Open Source implementation of the GA4GH htsget protocol for objects stored in Google Cloud Storage
Switch branches/tags
Nothing to show
Clone or download

README.md

htsget on GCS

GoDoc Build Status

This repository contains an implementation of the htsget protocol that provides access to reads data stored in Google Cloud Storage buckets.

Currently, only BAM is supported and the BAM index file must be colocated with the BAM file (that is, sample.bam and sample.bam.bai must be in the same GCS bucket).

CRAM support will be added in the very near future.

Note that this is an Early Access Preview release. If you use this software for production workloads, please be careful and help us by reporting problems using the issue tracker.

Quick start using Docker

A docker image containing the compiled htsget-server binary is available at gcr.io/genomics-tools/htsget.

If you have docker already installed, you can start the server and make it available to the host by running:

$ docker run -d -P gcr.io/genomics-tools/htsget

To determine the port that has been exposed to the host use the docker port command. By default, the server can only access public data sources (see below for more information on secured access).

Quick start using AppEngine

Google AppEngine provides a secure and automatically scalable way to run the htsget server. To get started, clone the htsget source code and deploy the application in the appengine directory.

$ export GOPATH=$PWD
$ go get github.com/googlegenomics/htsget/appengine
$ gcloud app deploy src/github.com/googlegenomics/htsget/appengine

Once the deployment completes, you can make authorized htsget requests to https://your-project-id.appspot.com/.

The appengine application will serve requests to any GCS bucket by default. This behavior can be modified using the settings found in the app.yaml file.

Building the server

In order to build the server, you will need the Go tool chain (at least version 1.8).

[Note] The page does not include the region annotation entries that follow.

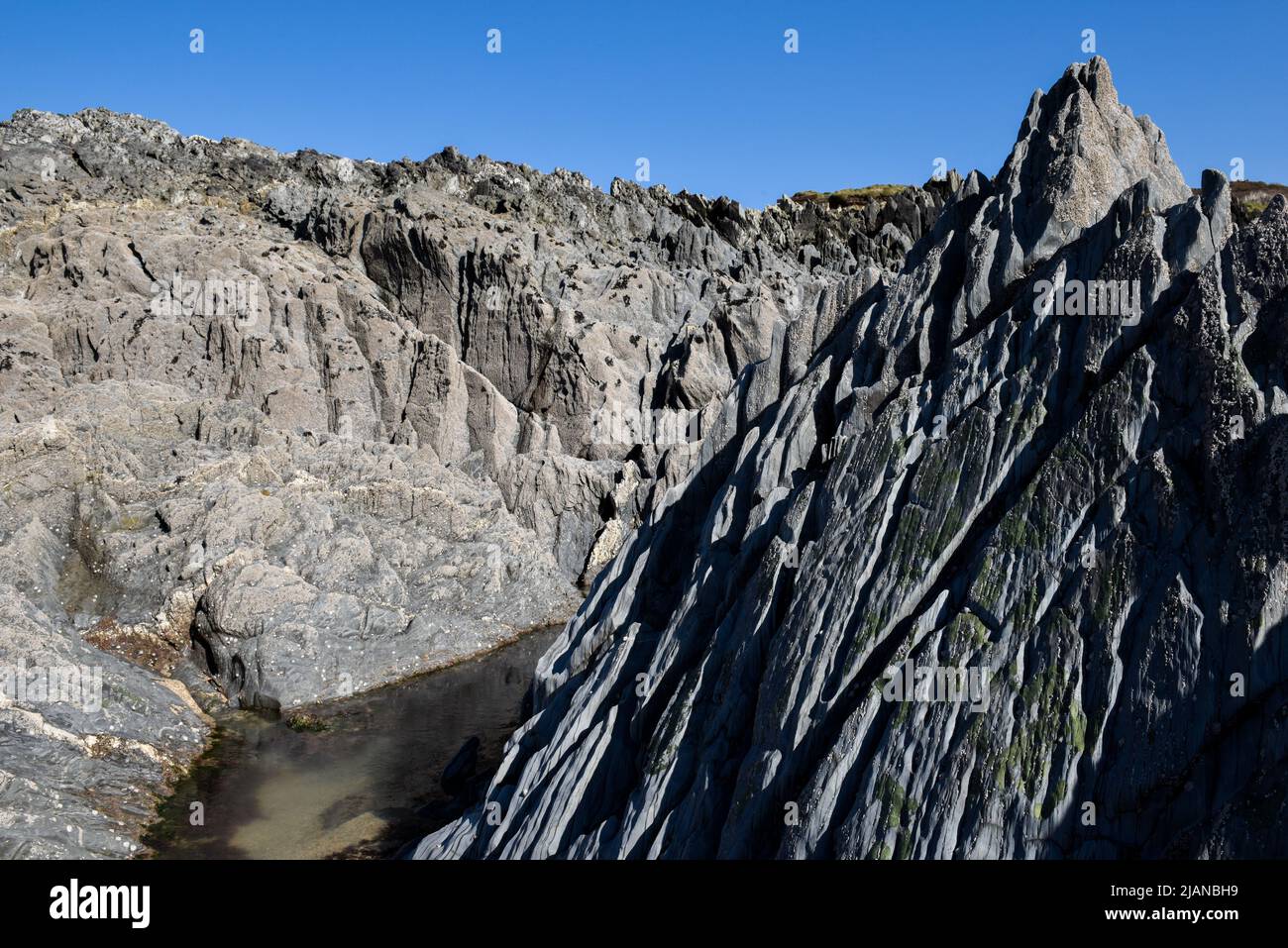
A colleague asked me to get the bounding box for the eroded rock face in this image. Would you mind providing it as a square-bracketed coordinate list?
[0, 99, 953, 854]
[417, 59, 1288, 858]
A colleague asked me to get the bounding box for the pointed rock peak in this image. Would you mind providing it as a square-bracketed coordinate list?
[995, 56, 1190, 266]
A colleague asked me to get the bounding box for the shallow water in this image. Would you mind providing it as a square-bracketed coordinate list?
[145, 629, 558, 859]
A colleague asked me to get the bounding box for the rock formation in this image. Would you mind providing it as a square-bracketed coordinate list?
[0, 99, 957, 855]
[417, 58, 1288, 859]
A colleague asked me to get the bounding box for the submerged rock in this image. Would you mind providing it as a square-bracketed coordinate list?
[0, 94, 949, 854]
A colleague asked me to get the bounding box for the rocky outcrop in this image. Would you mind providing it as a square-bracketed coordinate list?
[417, 58, 1288, 858]
[0, 101, 952, 854]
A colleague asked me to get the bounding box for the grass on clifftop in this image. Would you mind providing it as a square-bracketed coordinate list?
[793, 184, 909, 209]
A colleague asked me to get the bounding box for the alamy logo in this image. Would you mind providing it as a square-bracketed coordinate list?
[1033, 279, 1141, 326]
[49, 879, 152, 928]
[0, 658, 103, 715]
[151, 270, 261, 326]
[590, 402, 702, 448]
[881, 658, 988, 712]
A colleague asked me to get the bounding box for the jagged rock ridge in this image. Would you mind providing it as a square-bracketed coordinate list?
[0, 110, 952, 855]
[417, 58, 1288, 858]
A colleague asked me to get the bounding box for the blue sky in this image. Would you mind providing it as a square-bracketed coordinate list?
[0, 0, 1288, 206]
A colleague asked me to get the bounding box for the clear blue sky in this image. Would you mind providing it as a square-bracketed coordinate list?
[0, 0, 1288, 206]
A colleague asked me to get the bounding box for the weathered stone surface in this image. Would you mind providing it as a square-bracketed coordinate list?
[0, 96, 948, 854]
[417, 59, 1288, 858]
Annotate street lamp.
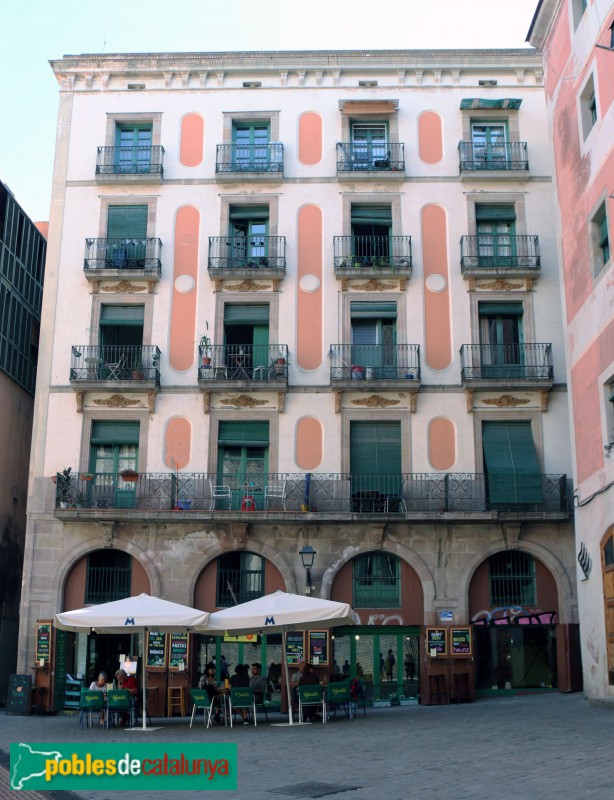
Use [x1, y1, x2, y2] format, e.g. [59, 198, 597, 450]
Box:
[299, 544, 316, 596]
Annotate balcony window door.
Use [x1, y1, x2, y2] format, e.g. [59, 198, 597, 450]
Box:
[217, 420, 269, 510]
[232, 122, 270, 172]
[88, 420, 140, 508]
[350, 301, 397, 380]
[350, 420, 403, 513]
[478, 303, 524, 378]
[229, 206, 269, 269]
[223, 303, 270, 380]
[475, 205, 516, 267]
[351, 122, 388, 170]
[482, 422, 542, 509]
[471, 122, 508, 169]
[107, 206, 148, 269]
[351, 205, 392, 267]
[115, 125, 152, 173]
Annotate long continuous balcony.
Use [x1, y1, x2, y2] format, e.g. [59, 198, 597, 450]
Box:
[70, 345, 160, 391]
[329, 344, 420, 391]
[215, 142, 284, 180]
[337, 142, 405, 180]
[56, 472, 569, 522]
[333, 236, 412, 278]
[198, 344, 288, 391]
[207, 236, 286, 278]
[460, 344, 554, 388]
[83, 238, 162, 280]
[461, 234, 541, 277]
[96, 145, 164, 183]
[458, 142, 529, 180]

Once Go is installed, you can build the server by running:

$ go get github.com/googlegenomics/htsget/htsget-server

This will produce a binary in $GOPATH/bin called htsget-server.

Usage

You can use htsget-server in one of two modes:

  • Insecure mode for public resources. When used in this way, the htsget-server does not use TLS and does not authenticate requests it makes to Google Cloud storage. This is useful if you want to access public data via the htsget protocol on a machine that is already running htslib based tools (like samtools).

  • Secure mode with authentication. In this mode, the server requires a TLS certificate and key to be passed as command line flags. It will then listen on all interfaces and accept requests secured via TLS. Each request must contain an OAuth2 Bearer Access Token which will be used to fetch data from GCS.

Required file layout

In either mode, read requests identify the bucket and object (file) to read. As an example, /reads/testing/123.bam will cause the server to try to access the GCS bucket 'testing' and read two objects: 123.bam and 123.bam.bai. The index file MUST be in the same bucket and have the .bai suffix.

Running the server

Insecure mode

$ bin/htsget-server --port=1234 &
$ samtools flagstat http://localhost:1234/reads/public-bucket/test.bam

This will use htsget to retrieve data from 'test.bam' stored in the GCS bucket 'public-bucket'.

Secure mode

$ bin/htsget-server --secure=true --port=443 --https_cert=server.crt --https_key=server.key &
$ export CURL_CA_BUNDLE=server.crt
$ export HTS_AUTH_LOCATION=/path/to/my-oauth2-token
$ samtools flagstat http://localhost:1234/reads/private-bucket/test.bam

The file server.crt and server.key can be generated using the generate_cert tool that comes with Go, or using openssl.

Note that you will require versions of samtools and htslib that support the environment variables used above (CURL_CA_BUNDLE and HTS_AUTH_LOCATION). This support was added in October of 2017.

Bucket Whitelist

In both secure and insecure mode the list of buckets from which the server is allowed to read from can be restricted by passing a comma-separated list of buckets via the --buckets flag. If the --buckets flag is not specified then there is no restriction on the buckets from which the server can read.

Known Issues

  • The server isn't very efficient at limiting what reads are returned. This is an area we are actively working to improve (see issue #7).

  • Filters on fields are ignored. The server does not implement any filtering beyond read range and reference name filters. We do not currently plan to add support for this. If this is important to you, please file an issue and let us know.